Sólmundr sighed. ‘Your father may not be no doctor, Tabiyb, but he at least rid his kingdom of that vermin.’

‘Aye,’ muttered Christopher, ‘he did that.’

‘Then . . . then why are they here?’ asked Razi.

‘That was your damned brother,’ sneered Christopher, glaring out into the snickering darkness. ‘He invited the poxy things back.’ He glanced across, and the look on Razi’s face made him laugh despite himself. ‘I know,’ he said in sympathy. ‘It’s all just a mite too perplexing, ain’t it?’
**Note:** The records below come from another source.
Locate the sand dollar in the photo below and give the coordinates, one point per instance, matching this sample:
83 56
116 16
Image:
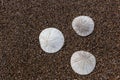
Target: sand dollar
83 25
51 40
83 62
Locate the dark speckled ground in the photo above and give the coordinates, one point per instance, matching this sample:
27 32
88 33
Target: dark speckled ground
21 21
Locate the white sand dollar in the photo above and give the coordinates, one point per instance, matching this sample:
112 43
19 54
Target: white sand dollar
83 62
83 25
51 40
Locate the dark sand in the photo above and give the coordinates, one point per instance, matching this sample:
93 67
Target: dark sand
21 22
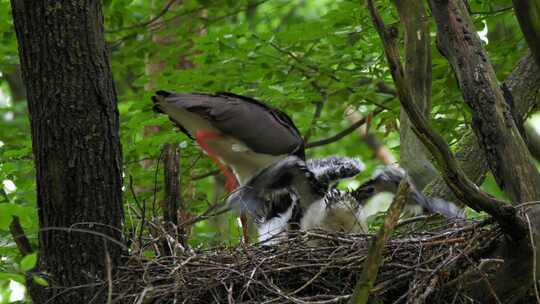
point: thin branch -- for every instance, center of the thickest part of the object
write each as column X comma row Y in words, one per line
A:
column 341, row 134
column 462, row 187
column 373, row 260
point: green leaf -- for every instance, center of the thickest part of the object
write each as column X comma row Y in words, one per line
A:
column 40, row 281
column 28, row 262
column 9, row 276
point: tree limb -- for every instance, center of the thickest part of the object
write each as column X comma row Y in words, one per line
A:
column 462, row 187
column 413, row 155
column 492, row 120
column 524, row 84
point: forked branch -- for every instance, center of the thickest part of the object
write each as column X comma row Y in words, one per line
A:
column 464, row 189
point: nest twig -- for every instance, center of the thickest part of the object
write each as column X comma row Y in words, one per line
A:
column 310, row 267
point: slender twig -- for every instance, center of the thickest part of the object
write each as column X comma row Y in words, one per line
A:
column 375, row 253
column 341, row 134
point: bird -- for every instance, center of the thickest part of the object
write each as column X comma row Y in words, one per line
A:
column 294, row 194
column 235, row 131
column 387, row 179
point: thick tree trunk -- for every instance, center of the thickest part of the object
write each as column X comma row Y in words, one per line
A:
column 492, row 120
column 524, row 84
column 74, row 123
column 494, row 123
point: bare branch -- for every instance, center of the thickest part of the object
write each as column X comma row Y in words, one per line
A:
column 341, row 134
column 492, row 118
column 375, row 252
column 413, row 155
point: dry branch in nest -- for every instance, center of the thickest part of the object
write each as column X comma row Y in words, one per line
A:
column 314, row 267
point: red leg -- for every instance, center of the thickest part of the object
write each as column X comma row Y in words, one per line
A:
column 201, row 137
column 231, row 182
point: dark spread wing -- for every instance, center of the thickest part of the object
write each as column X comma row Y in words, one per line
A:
column 262, row 128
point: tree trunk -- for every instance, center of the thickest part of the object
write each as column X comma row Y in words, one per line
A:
column 492, row 120
column 524, row 84
column 496, row 127
column 74, row 123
Late into the night, Wynter woke from a dream in which her father stood staring down into a valley of silent ghosts, his hands red with blood. She had been shouting across to him from the other side, Da? Da! I don’t know where I am. But even as she called to him, Lorcan had turned and walked into the misty rain, and she had understood that she was all alone. She woke with the diplomatic folder clutched to her chest. She’d fallen asleep with it in her arms.

Christopher lay warm beside her, his strong arm looped around her waist. She slid carefully down under their covers until she could rest her chin against the top of his dark head, and she put her arm around him, pulling him closer.

‘Y’all right?’ he murmured, and she nodded. ‘Go asleep,’ he said. ‘They won’t come near the dog.’

She lay staring out into the impenetrable trees, holding Christopher close and listening to the Wolves as they whispered in the darkness beyond the light. She could think of nothing to say when she met the King. She could think of nothing to do. Across the fire, Razi’s dark eyes reflected the light as he too lay awake, thinking. Sólmundr sighed and rolled over, grousing at his blankets.

‘Lass,’ whispered Christopher, ‘go back to sleep.’

But she didn’t, and neither did he, and when dawn finally broke, it found them still lying there, staring pensively into the forest as the trees emerged slowly from the dark.